3.3.2 Pengelompokan Data

Pengelompokan data menurut jenis dimaksudkan untuk membandingkan kandungan karbon pada setiap kelompok jenis dan untuk kepentingan skenario pengambilan keputusan. Kemudian dilakukan pengelompokan menurut kelas diameter dengan maksud untuk melihat laju pertumbuhan riap pada setiap satu satuan waktu dan rata-rata kandungan karbon pada setiap kelas diameter.

3.3.3 Pemodelan Sistem

Tahapan pemodelan menurut Grant et al. 1997, sebagai berikut :

1. Identifikasi Isu, Tujuan, dan Batasan

Identifikasi isu atau masalah dilakukan untuk mengetahui dimana sebenarnya pemodelan perlu dilakukan. Setelah identifikasi isu dilakukan maka selanjutnya ditentukan tujuan dari pemodelan tersebut. Batasan dapat berupa batas daerah atau ruang, batas waktu dan batasan isu yang telah diidentifikasi sesuai dengan tujuan pemodelan.

2. Konseptualisasi Model

Tahap ini bertujuan untuk menentukan suatu konsep dan tujuan model sistem yang akan dianalisis. Penyusunan model konseptual didasarkan pada segala sistem yang terkait antara yang satu dengan yang lainnya saling mempengaruhi, sehingga dapat mendekati keadaan yang sebenarnya.
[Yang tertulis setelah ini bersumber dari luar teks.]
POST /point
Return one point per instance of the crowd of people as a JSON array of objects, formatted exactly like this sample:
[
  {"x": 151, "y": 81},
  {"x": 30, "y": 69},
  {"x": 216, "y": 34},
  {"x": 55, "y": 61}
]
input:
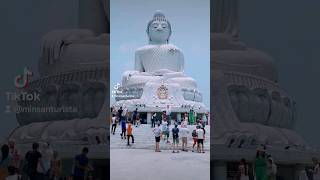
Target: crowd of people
[
  {"x": 40, "y": 163},
  {"x": 264, "y": 168},
  {"x": 161, "y": 128}
]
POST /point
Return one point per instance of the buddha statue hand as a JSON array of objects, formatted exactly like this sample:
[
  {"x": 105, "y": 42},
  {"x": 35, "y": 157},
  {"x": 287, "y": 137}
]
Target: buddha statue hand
[{"x": 52, "y": 43}]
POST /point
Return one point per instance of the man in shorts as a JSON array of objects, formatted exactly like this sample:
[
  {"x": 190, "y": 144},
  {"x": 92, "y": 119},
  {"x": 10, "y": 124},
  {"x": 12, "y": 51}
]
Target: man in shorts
[
  {"x": 184, "y": 136},
  {"x": 195, "y": 139},
  {"x": 157, "y": 134},
  {"x": 200, "y": 134},
  {"x": 123, "y": 128},
  {"x": 175, "y": 136}
]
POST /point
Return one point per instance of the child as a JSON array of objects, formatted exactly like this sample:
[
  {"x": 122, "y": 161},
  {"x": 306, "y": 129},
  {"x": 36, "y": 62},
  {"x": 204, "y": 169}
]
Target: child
[{"x": 129, "y": 133}]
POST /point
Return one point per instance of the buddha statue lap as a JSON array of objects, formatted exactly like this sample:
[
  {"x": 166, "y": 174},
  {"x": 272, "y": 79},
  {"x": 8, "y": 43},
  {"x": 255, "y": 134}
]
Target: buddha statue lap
[{"x": 158, "y": 61}]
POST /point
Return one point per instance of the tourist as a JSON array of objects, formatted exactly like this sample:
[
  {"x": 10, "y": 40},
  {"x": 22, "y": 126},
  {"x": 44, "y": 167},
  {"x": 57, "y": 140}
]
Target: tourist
[
  {"x": 191, "y": 117},
  {"x": 185, "y": 121},
  {"x": 134, "y": 116},
  {"x": 114, "y": 124},
  {"x": 55, "y": 170},
  {"x": 47, "y": 156},
  {"x": 260, "y": 165},
  {"x": 316, "y": 169},
  {"x": 157, "y": 134},
  {"x": 138, "y": 120},
  {"x": 200, "y": 136},
  {"x": 168, "y": 113},
  {"x": 195, "y": 139},
  {"x": 129, "y": 133},
  {"x": 165, "y": 130},
  {"x": 243, "y": 170},
  {"x": 33, "y": 160},
  {"x": 175, "y": 137},
  {"x": 14, "y": 154},
  {"x": 164, "y": 117},
  {"x": 184, "y": 136},
  {"x": 12, "y": 174},
  {"x": 81, "y": 165},
  {"x": 5, "y": 162},
  {"x": 123, "y": 128},
  {"x": 272, "y": 169},
  {"x": 120, "y": 111},
  {"x": 153, "y": 120}
]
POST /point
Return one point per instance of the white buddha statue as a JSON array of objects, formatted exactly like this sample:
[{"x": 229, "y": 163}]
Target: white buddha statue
[{"x": 158, "y": 61}]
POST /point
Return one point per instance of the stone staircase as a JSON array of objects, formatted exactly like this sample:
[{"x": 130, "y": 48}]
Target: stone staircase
[{"x": 144, "y": 138}]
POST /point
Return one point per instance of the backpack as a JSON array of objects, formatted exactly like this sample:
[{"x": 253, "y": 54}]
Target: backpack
[{"x": 194, "y": 133}]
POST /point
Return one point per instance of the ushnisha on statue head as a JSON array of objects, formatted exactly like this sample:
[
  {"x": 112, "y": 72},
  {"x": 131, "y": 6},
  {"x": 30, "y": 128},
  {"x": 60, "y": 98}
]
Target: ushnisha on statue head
[{"x": 159, "y": 29}]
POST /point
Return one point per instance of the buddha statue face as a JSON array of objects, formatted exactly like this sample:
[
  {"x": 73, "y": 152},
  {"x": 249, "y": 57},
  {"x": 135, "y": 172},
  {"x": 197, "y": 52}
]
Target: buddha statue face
[{"x": 159, "y": 29}]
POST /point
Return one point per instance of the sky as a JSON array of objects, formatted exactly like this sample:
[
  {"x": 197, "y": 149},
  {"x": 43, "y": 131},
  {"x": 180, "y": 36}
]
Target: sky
[
  {"x": 288, "y": 30},
  {"x": 190, "y": 23}
]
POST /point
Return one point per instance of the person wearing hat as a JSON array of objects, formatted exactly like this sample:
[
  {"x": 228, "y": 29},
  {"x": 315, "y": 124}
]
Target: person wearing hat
[{"x": 260, "y": 165}]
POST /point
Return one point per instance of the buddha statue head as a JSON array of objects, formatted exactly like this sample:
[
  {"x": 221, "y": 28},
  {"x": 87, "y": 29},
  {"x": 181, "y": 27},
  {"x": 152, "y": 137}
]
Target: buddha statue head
[{"x": 159, "y": 29}]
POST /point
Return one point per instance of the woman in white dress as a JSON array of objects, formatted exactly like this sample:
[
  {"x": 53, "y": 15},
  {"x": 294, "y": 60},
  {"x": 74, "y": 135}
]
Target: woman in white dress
[{"x": 243, "y": 170}]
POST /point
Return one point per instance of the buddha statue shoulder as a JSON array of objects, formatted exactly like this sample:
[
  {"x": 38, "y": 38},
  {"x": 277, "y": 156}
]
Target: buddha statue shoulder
[{"x": 159, "y": 60}]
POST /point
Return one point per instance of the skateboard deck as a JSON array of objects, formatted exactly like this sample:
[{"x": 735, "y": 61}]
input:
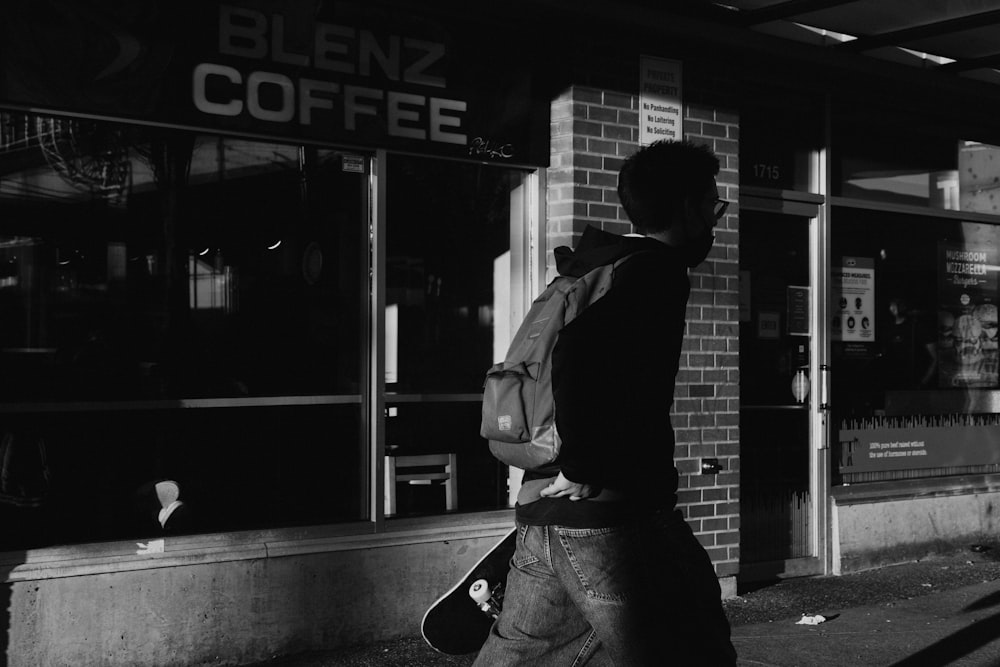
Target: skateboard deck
[{"x": 460, "y": 620}]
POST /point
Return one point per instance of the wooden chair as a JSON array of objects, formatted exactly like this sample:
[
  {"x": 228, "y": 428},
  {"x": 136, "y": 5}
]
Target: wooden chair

Kenyataan yang ada di alam dimasukkan dalam simulasi dengan memeperhatikan komponen-komponen yang terkait sesuai dengan konsep dan tujuan melakukan pemodelan simulasi. Konsep yang dibuat dalam pemodelan ini terdiri dari tujuh sub model, sebagai berikut : 1. Sub model dinamika struktur tegakan. 2. Sub model pendapatan kayu. 3. Sub model pendugaan stok karbon 4. Sub model pendugaan biaya usaha karbon dengan Plan Vivo Standard. 5. Sub model usaha sarang semut. 6. Sub model usaha minyak lawang. 7. Sub model usaha sagu.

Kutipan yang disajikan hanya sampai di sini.